So with this in mind, I am determined to learn how to read 'email headers', the information about the sender that is usually hidden and requires a certain amount of 'digging' to ferret out who really sent that email.
So using my trusty Google, I started to search for information. I used 'reading email headers' as my keywords and unearthed a virtual ton of information.
About.com told me what I already knew, your email to Aunt Gertie doesn't go directly from your computer to Aunt Gertie's computer. Depending on any number of facts, it may go halfway or all the way around the world from one server to another before it shows up in Aunt Gertie's inbox.
The University of Illinois at Chicago. This is pretty cool, tells you how to 'dig' and get those headers in a number of email clients. I found it interesting that it didn't tell how to find the headers in Outlook Express, which is probably the most used email program since it comes with Windows.
According to this site, the header at the top is the last one added. A good thing to know if you are trying to figure out where the email really came from. Take your time to read and study the information.

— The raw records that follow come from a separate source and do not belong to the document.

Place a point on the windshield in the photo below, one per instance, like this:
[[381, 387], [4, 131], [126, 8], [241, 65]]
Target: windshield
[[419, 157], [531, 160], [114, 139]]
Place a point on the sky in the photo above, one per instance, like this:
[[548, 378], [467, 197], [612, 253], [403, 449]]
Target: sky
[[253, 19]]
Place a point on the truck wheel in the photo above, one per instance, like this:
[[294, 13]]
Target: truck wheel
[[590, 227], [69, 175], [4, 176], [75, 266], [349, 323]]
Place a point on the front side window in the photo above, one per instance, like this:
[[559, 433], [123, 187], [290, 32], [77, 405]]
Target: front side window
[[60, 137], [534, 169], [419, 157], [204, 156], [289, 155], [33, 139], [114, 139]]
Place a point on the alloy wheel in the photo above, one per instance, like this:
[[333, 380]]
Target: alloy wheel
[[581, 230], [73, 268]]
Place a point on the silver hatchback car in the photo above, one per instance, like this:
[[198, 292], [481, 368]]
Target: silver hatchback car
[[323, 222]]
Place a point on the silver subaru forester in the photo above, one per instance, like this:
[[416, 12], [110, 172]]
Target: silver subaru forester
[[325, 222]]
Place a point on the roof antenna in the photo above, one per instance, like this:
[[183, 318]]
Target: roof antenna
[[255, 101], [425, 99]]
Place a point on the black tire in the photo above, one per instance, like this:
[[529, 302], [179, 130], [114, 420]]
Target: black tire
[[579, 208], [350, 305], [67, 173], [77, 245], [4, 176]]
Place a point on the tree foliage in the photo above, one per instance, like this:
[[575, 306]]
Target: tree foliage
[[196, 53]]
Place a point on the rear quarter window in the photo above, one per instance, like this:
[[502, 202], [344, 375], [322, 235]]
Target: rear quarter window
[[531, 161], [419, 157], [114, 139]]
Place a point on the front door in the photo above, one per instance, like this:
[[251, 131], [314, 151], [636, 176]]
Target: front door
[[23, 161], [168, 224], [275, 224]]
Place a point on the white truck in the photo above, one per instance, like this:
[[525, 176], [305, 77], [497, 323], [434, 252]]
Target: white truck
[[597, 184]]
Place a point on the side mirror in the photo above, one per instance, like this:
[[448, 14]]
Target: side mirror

There are over 48 million sites listed in this search, probably a lot of them are not really what you want to see, but you get the picture, email headers are important and we need to learn how to read them! Now after all of this discourse about how to read email headers, I have found a really nifty little program called 'IPNetInfo'. You just bring up the headers, copy and paste into IPNetInfo and it does the work of reading those headers for you. In some cases it will even give you the email address of where to report spam! You can get IPNetInfo from Nirsoft.net.
With so many phishes coming into our email it is more important than ever to know how to read those headers. Generally I just delete those phishes, but the scammers are getting more sneaky every day and it helps to know how to check those headers, just in case!